The timing of Friday's announcement seemed telling, despite the fact there is no evidence of a link between the crash and a lack of funding, said Brigid Callahan Harrison, a political science professor at Montclair State University.
"I think this put considerable pressure on the governor and the state legislature to fix a situation that had not been solved since August," she said.
A spokesman for Christie, however, said the meeting with legislative leaders to discuss a potential resolution was scheduled days before the Hoboken tragedy.
New Jersey Transit, among the busiest commuter rail systems in the United States, has suffered from huge budget pressures as Christie and state legislative leaders have sparred over how to pay for much needed infrastructure improvements, experts said.
Thursday's crash inside Hoboken Terminal killed one woman and injured more than 100 others after the train hurtled into the station, smashing through a platform and collapsing a section of the roof.
On Friday, Christie and the Democratic leaders of the legislature's two houses announced a $16 billion deal to fund the state's transportation trust fund, which provides money for capital projects for highways and public transit, through 2025.
The trust fund had essentially gone bankrupt earlier this summer after Christie and legislators could not agree on how to replenish it. The governor declared a state of emergency in July and froze hundreds of ongoing projects, including $2.7 billion worth of New Jersey Transit work.
Christie has been the "biggest obstacle to restoring solvency to the transportation trust fund," said Janna Chernetz, the director of New Jersey policy for the Tri-State Transportation Campaign, an advocacy group.
She said Friday's deal, while good news, would keep funding basically level when adjusted for inflation.
"It's just unfortunate that it took this much to get this little," she said.

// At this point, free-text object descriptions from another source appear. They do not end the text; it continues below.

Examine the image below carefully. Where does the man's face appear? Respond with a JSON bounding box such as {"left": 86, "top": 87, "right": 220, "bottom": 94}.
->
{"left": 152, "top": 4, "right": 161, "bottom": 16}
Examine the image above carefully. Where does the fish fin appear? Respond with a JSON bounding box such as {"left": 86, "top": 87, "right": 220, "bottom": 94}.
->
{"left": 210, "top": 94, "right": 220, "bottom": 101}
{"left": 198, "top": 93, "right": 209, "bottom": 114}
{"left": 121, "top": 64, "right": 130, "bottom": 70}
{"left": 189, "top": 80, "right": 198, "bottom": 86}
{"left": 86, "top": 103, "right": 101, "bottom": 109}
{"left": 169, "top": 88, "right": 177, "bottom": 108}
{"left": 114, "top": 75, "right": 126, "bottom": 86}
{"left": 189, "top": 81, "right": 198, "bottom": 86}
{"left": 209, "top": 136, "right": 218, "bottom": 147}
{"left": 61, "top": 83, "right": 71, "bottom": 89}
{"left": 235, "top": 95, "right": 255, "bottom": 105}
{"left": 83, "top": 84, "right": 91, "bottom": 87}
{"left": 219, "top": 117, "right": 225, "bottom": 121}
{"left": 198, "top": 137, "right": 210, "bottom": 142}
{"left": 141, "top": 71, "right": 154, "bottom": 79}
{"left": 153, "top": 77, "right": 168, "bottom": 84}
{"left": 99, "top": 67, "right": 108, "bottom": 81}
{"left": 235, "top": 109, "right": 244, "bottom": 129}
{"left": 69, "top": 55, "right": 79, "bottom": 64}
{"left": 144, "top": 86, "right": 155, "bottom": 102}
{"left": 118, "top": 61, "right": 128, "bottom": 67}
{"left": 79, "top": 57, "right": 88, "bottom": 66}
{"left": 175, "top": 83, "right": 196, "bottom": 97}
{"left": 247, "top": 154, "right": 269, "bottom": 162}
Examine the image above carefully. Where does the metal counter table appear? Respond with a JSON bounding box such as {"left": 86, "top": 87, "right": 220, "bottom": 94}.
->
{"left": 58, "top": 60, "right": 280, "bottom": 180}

The accident's cause remains unknown. In an opinion piece in the Star-Ledger newspaper on Friday, the state's transportation commissioner, Richard Hammer, called it "irresponsible" to suggest any link between the trust fund shutdown and the Hoboken crash.
New Jersey Transit's funding problems go well beyond the trust fund, however. The state's direct subsidy for the agency's operating budget has decreased 90 percent in the last dozen years, according to transit experts, even as ridership has grown 20 percent.
Approximately one-fifth of the annual operating budget has come from the capital budget, according to Chernetz.
Meanwhile, the agency has been without an executive director since last year and has canceled every public board meeting since June, leaving observers in the dark about how it plans to close a massive budget gap this year.
"Infrastructure is a basic building block of our economy in New Jersey for all the obvious reasons, starting with the fact that we're a corridor state," said Loretta Weinberg, the Democratic majority leader in the state Senate and a vocal Christie critic. "All the governor has ever done is cancel, veto or stand in the way of moving ahead."
Christie's spokesman responded by pointing out that Christie was the first governor in decades to agree to a gas tax increase. At Friday's news conference, Christie said the deal represented the first time he has approved a tax increase of any kind and reflected the importance he placed on the issue.
And the Republican minority leader of the Assembly, Jon Bramnick, noted that Democrats have had significant majorities in both houses for more than a decade and that the issue of funding transportation has not been adequately addressed.
"If any group or agency would come to us and say there are safety issues and we need emergency funding, I guarantee that Republicans, Democrats and this governor would come together and find a solution," he said.
Harrison said Christie had long refused to increase the gas tax in order to bolster his conservative credentials as he prepared to run for the 2016 Republican presidential nomination.
"This was a foreseen situation; we knew about this two years ago," she said. "I think the governor bears a fair amount of the responsibility, because for much of that time, he has been focused on his national ambitions."
Christie, who is a key adviser for Republican presidential nominee Donald Trump, has seen his political ambitions fade after his embroilment in the "Bridgegate" scandal.